The aviation industry operates with dynamic pricing: fares change dozens of times a day depending on demand, time of day, browser history, and even the user's geolocation. That’s why major aggregators β€” Aviasales, Skyscanner, Kayak, Google Flights β€” invest huge resources in protection against automated requests.

Here’s what happens when you try to collect data without proxies or with cheap datacenter IPs:

  • Instant IP blocking β€” most flight websites maintain ASN (autonomous system) databases of datacenter IPs. A request from a hosting IP is blocked even before the page loads.
  • Captchas and Cloudflare β€” even if the first request goes through, after 5–10 requests from one address, a captcha or redirect for verification appears.
  • Fake prices β€” some sites (especially OTA aggregators) deliberately show bots inflated or outdated fares to spoil competitors' data.
  • Fingerprinting β€” in addition to IP, systems analyze HTTP headers, the order of TLS extensions, mouse behavior, and scrolling speed.
  • Rate limiting β€” limiting the number of requests from one IP in a given time. Usually, the threshold is 20–50 requests per minute, after which the connection is terminated.

The bottom line: without quality proxies with real IPs, you won't collect current data. Datacenter proxies perform poorly here β€” flight websites recognize them within seconds. You need either residential or mobile IPs.

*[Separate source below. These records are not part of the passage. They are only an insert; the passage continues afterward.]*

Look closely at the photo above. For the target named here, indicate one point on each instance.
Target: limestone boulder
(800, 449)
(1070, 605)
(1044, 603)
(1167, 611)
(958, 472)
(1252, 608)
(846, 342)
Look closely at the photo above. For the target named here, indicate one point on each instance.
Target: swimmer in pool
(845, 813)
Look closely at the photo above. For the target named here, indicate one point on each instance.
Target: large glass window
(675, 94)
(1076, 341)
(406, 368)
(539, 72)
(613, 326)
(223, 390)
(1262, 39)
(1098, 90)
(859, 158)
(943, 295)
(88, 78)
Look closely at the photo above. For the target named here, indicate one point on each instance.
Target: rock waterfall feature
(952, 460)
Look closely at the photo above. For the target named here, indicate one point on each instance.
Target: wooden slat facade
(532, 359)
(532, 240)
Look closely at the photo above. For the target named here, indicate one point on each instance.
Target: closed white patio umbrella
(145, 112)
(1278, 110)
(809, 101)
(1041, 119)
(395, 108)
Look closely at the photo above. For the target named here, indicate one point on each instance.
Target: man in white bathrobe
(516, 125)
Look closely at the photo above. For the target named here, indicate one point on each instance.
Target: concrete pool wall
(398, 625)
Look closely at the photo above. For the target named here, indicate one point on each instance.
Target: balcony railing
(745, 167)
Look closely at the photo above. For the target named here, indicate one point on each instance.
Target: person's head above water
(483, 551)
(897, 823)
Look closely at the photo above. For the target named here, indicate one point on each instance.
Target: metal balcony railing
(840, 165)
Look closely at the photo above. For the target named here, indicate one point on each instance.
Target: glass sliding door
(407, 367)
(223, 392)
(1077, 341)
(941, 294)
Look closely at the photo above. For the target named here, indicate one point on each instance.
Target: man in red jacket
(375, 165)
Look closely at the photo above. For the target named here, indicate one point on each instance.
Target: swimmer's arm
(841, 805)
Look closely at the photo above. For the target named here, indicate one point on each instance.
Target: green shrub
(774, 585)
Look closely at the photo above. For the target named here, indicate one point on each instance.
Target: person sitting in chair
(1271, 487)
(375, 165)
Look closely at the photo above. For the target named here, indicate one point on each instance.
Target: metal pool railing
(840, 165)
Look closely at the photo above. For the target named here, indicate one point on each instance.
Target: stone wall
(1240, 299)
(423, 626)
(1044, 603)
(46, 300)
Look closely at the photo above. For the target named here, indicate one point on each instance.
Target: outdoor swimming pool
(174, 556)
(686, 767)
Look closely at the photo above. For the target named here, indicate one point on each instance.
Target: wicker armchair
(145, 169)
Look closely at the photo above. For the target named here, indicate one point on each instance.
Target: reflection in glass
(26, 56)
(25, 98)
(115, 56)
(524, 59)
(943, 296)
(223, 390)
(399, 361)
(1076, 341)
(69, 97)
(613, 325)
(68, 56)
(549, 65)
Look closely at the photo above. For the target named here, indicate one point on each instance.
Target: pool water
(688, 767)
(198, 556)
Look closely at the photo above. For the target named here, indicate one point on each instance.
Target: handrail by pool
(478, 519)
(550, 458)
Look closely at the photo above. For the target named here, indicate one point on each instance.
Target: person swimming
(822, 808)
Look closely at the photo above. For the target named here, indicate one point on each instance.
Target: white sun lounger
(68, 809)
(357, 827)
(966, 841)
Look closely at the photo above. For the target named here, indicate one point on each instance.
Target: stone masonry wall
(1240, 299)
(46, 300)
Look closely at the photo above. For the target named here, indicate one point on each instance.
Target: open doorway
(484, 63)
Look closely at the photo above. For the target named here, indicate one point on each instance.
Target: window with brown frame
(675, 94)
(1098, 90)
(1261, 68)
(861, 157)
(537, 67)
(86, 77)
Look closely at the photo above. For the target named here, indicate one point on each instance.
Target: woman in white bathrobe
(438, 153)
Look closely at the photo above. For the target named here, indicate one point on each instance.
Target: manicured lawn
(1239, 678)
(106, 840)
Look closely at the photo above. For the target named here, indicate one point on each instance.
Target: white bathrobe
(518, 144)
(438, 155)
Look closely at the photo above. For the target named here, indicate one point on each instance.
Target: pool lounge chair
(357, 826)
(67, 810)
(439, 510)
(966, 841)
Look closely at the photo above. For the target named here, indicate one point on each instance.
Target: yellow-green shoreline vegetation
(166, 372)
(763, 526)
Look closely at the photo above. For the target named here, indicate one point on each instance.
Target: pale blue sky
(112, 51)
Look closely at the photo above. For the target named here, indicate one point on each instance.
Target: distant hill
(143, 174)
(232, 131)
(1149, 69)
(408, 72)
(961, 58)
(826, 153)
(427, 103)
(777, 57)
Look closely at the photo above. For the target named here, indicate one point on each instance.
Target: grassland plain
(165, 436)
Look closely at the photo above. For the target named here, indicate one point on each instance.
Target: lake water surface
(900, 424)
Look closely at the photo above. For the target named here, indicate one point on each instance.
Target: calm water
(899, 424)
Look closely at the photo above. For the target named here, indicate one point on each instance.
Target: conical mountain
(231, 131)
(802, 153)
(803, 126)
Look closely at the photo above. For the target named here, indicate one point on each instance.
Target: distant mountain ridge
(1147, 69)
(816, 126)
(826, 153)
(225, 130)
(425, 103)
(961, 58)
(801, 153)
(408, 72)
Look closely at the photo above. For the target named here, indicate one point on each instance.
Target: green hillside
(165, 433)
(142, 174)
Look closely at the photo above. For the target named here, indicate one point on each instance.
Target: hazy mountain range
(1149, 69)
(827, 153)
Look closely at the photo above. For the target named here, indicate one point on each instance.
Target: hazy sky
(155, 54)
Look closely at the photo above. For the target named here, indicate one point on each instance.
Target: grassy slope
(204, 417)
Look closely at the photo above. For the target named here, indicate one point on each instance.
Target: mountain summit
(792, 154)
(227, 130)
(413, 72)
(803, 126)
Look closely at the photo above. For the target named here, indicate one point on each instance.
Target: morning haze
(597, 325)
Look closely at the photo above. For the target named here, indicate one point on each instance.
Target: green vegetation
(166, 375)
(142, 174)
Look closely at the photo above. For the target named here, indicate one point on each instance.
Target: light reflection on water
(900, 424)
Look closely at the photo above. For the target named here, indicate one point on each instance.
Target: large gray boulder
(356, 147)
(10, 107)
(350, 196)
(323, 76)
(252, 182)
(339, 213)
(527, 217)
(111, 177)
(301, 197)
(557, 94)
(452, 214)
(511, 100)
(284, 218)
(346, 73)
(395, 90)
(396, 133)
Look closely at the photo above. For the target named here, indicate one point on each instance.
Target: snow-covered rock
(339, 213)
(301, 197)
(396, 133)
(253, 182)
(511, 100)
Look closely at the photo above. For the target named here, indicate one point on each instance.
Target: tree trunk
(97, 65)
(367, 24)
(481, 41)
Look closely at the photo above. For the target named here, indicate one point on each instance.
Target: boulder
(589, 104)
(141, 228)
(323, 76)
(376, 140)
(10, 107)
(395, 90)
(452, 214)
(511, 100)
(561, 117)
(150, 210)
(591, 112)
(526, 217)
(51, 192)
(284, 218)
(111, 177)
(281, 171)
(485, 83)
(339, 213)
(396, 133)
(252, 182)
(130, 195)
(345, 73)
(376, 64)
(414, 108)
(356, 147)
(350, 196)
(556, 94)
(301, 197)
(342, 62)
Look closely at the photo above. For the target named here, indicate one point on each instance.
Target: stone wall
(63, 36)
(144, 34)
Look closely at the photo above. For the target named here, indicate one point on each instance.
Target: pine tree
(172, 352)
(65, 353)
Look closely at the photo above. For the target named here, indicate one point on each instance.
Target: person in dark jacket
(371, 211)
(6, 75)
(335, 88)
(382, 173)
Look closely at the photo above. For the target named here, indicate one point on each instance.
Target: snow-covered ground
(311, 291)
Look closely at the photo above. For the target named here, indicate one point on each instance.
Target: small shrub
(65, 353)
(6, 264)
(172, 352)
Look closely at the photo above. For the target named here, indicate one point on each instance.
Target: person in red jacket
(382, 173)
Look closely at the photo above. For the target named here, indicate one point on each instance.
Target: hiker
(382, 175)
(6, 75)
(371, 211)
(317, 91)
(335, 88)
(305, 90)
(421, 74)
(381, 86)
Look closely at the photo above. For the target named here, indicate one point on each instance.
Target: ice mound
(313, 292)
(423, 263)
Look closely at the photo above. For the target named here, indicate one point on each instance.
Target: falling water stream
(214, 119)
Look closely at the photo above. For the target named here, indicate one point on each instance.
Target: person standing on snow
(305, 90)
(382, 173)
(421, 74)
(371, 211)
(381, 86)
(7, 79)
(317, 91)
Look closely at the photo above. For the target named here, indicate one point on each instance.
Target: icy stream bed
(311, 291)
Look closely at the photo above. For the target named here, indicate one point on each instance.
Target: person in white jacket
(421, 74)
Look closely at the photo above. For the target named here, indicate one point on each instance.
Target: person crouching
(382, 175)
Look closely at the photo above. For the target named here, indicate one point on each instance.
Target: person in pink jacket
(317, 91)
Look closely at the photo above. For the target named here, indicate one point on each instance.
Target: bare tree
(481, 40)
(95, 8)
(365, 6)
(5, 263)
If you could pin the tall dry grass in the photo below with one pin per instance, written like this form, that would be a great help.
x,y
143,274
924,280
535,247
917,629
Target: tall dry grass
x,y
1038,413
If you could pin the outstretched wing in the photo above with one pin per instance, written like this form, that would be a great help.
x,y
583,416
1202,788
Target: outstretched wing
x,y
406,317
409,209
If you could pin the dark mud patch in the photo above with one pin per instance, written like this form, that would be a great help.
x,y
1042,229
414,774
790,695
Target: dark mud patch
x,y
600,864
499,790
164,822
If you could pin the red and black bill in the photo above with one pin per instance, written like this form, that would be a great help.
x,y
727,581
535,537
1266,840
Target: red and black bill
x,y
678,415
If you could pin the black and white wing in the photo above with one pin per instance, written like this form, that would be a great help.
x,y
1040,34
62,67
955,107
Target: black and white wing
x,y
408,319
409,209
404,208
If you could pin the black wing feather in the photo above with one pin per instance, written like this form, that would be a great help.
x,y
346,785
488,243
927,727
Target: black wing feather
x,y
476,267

Which types of proxies are suitable for flight tickets

Let's break down the three main types of proxies and their applicability to the task of collecting flight ticket prices:

Proxy Type IP Source Bypassing flight website protection Speed Cost
Residential Proxies Home providers (Rostelecom, Beeline, AT&T) ⭐⭐⭐⭐⭐ Excellent Average Average
Mobile Proxies Carrier networks (MTS, MegaFon, T-Mobile) ⭐⭐⭐⭐⭐ Excellent High High
Datacenter Proxies Server farms (AWS, OVH, Hetzner) ⭐⭐ Poor Very high Low

The conclusion is obvious: for flight websites, datacenter proxies are practically useless. Aviasales, Skyscanner, and Google Flights instantly identify IPs from hosting providers' ASNs and either block them or show a captcha. The real choice is between residential and mobile proxies β€” each has its niche.

Residential vs Mobile Proxies: What to Choose for Flight Tickets

Both types work, but in different scenarios, one wins over the other. Let's break it down specifically.

Residential Proxies β€” for Large-Scale Data Collection

Residential proxies use IP addresses of real home users around the world. For scraping flight tickets, this means:

  • The ability to select a specific country and even city β€” critical if you are checking prices for different markets (e.g., price from Moscow vs from London for the same flight).
  • A large pool of IPs β€” thousands of addresses for rotation, allowing hundreds of requests without repetition.
  • Good price/quality ratio for high traffic volumes.
  • Support for session and rotating modes β€” you can maintain one session to simulate a real user.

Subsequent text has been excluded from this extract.